Of the assignments of error not waived only number 1, which follows, need be considered.
"The trial court erred in refusing and failing to hold that the defendant, plaintiff-in-error, who was owner of parcel 10 of the land sought to be condemned, was entitled to compensation." *Page 598
Said assignment of error does not specifically raise the question of variance but we think that the question of variance is sufficiently related to the alleged error to justify its consideration in passing upon the question of whether the court erred in denying the plaintiff in error compensation.
It is a well-settled general rule that an objection on the ground of variance must ordinarily be properly raised in the trial court, so that the objection may be obviated by an amendment, and cannot be raised for the first time on appeal.

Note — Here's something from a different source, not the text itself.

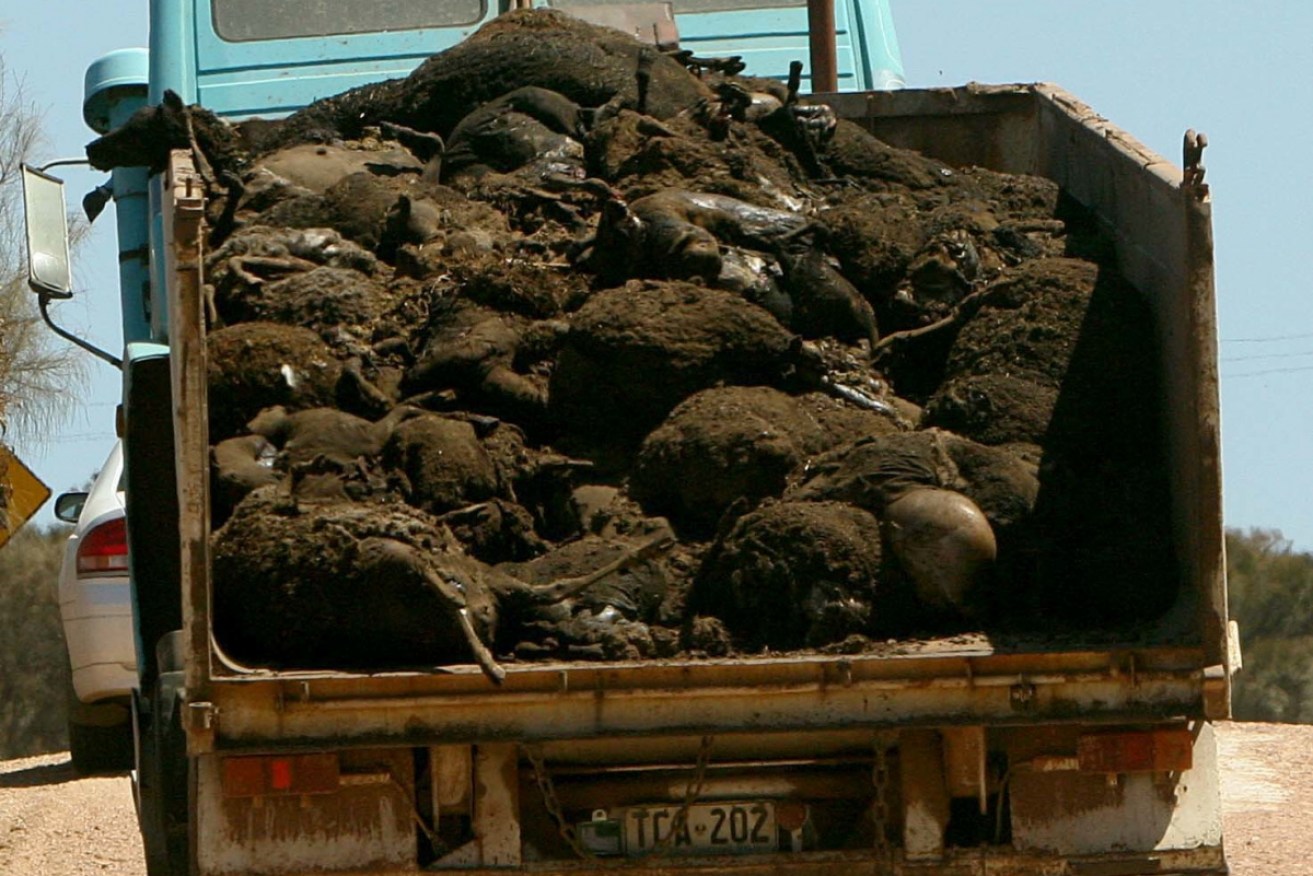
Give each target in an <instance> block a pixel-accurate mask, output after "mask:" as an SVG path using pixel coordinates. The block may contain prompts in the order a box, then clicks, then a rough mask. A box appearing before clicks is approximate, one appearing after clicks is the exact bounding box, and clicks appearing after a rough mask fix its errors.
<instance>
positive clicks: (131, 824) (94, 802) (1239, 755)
mask: <svg viewBox="0 0 1313 876" xmlns="http://www.w3.org/2000/svg"><path fill="white" fill-rule="evenodd" d="M1218 739H1220V746H1221V751H1220V755H1221V763H1222V813H1224V820H1225V830H1226V848H1228V859H1229V860H1230V865H1232V873H1233V876H1304V873H1308V872H1309V860H1310V859H1313V830H1310V829H1309V812H1310V810H1313V758H1310V756H1309V751H1313V726H1292V725H1274V724H1230V725H1225V726H1222V728H1220V732H1218ZM0 873H5V876H85V875H88V873H97V875H98V873H113V875H114V876H144V873H146V863H144V860H143V859H142V850H140V843H139V839H138V833H137V821H135V818H134V816H133V797H131V791H130V788H129V783H127V779H126V777H122V776H116V777H106V779H77V777H76V776H75V775H74V771H72V767H71V766H70V763H68V756H67V755H64V754H51V755H42V756H38V758H25V759H21V760H8V762H4V763H0Z"/></svg>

However, the above rule is subject to a well-settled exception, the exception being that the general rule has no application where the objection could not have been obviated in the court below by amendment of the pleadings or when the judgment is based upon facts found or proved but not averred. (4 C.J.S., Appeal and Error § 282, p. 548, et seq.)
In the resolution authorizing condemnation of the land belonging to Tam See, in the petition filed by the City and County seeking to condemn the same, and in the order placing the plaintiff in possession of said land, the public use and purpose for which condemnation was authorized and sought were "for park and playground purposes."
At the trial plaintiff's witnesses who testified as to the values, benefits and damages based their opinions on the assumption that the land belonging to the plaintiff in error was being condemned "for a public roadway." The court in its written decision said that it was being condemned "for a public road into a public park and playground and proposed school premises." In the judgment the public use was stated to be "as set forth in the said written decision." However, in the final order of condemnation the land was condemned "for the public *Page 599 use of the City and County of Honolulu, to-wit, for the construction of a public road in Manoa within the District of Honolulu, City and County of Honolulu, Territory of Hawaii."
We think that the variance between the use and purpose recited in the resolution authorizing the condemnation, which was followed in the petition and order placing plaintiff in possession, but abandoned in the proof as well as in the decision, judgment, and final order of condemnation, constitutes such a variance as comes under the exception to the general rule and may be raised in the appellate court and considered under assignment of error number 1, which complains of the failure of the court to find that the plaintiff in error was entitled to compensation for the taking of her land. Both reasons for permitting the objection to be made for the first time on appeal, referred to in the authority cited, are present. The petitioner could not amend the pleading to conform to the proof by alleging that the use and purpose for which the land was being condemned were for use as a public road. That would not be within the terms of the resolution of the board of supervisors authorizing condemnation. Also the judgment and final order of condemnation are based on facts proved and found but not averred.
We conclude that it was reversible error for the court to base its decision, judgment, and final order of condemnation upon facts found but not averred.
The judgment and final order of condemnation are reversed and the cause remanded for further proceedings not inconsistent with this opinion.